One last item here. Based on discussions we have had with the open source community  - there does appear to be some misunderstanding with our references to Weka’s customers. To reiterate, termination only applies to Weka and not their customers. Weka’s customers are most certainly able to continue to use MinIO software as long as they comply with the Apache License v2 and GNU AGPL v3 licenses.

Weka’s assertion #3: Weka says they only use MinIO open source software licensed under Apache v2. Which is to say they don’t use any GNU AGPL v3 code.

This is not true. They have included the MinIO WARP performance benchmarking utility in their MinIO bundle (along with the Server and Client). We clearly pointed this out in our blog post:

WARP has ALWAYS been licensed under AGPL v3. The GNU AGPL v3 license has an up to 60 day cure period, so they can either remove it or comply with the license requirements.
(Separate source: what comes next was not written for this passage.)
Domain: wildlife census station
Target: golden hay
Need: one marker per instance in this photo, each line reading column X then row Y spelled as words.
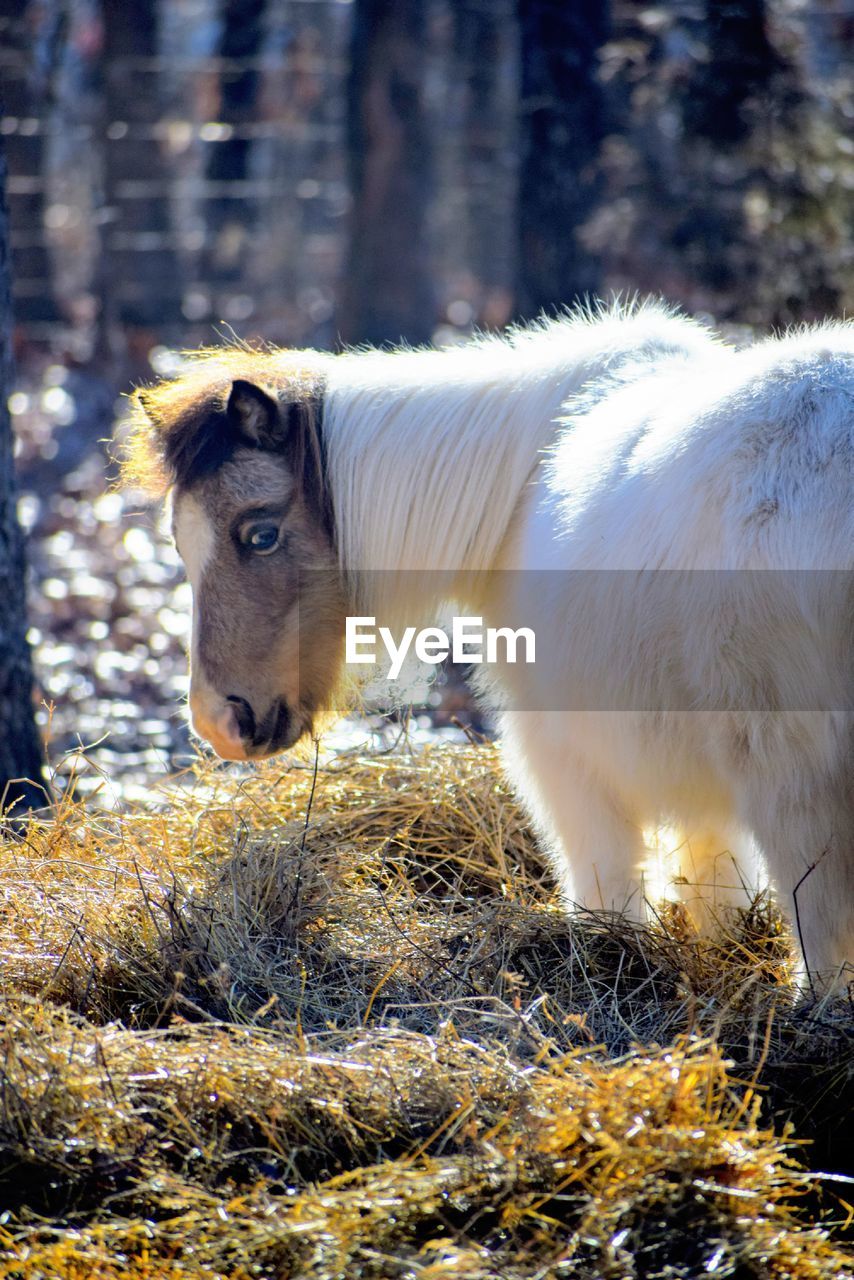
column 332, row 1023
Additionally, WARP  is also not included in the open source disclosure URL (that didn’t publicly exist until last week).

The Engagement Model

The team at Weka has noted that we did not engage them prior to publishing the blog post. This is true. In this case, we felt Weka's behavior went beyond open source compliance to direct brand harm to MinIO, so, after careful consideration, we made the decision to go public first.

We think their continued denials of their infringement even in the face of overwhelming evidence confirm our thinking here.

Nonetheless, it is our policy to resolve any open source compliance issues privately first with a notice and cure period. Failing that we reserve the right to call out violators publicly and legal action as a last resort. We operate in the open source community and we recognize the norms for engagement.


The takeaway here is that if you are using MinIO you need to abide by the license - whether you choose the old Apache v2 code or the current AGPL v3 code. If you do not abide by the license, you cannot expect to distribute the software. This is not unique to MinIO. Almost all software has some type of license and in order to distribute it you must abide by it.

There are some on Twitter, Reddit and HackerNews that would like us to clarify our position on the GNU AGPL v3 license and the linking implications. We hear you and we are going to provide that clarification through a future post. In the interim, we have updated our License FAQ to reflect our position on license compliance. We also recommend you follow the Free Software Foundation’s interpretation of the license.

Ultimately, this is about protecting the MinIO brand and its licenses, trademarks and copyrights. It is also about accountability. We reserve the right to pursue all remedies in these matters and will continue to defend the integrity of our FOSS licenses. Open source does not mean public domain. Open source means freedom of user rights. Freedom to examine the source code, freedom to modify, freedom to distribute and freedom to use - again, in accordance with the license.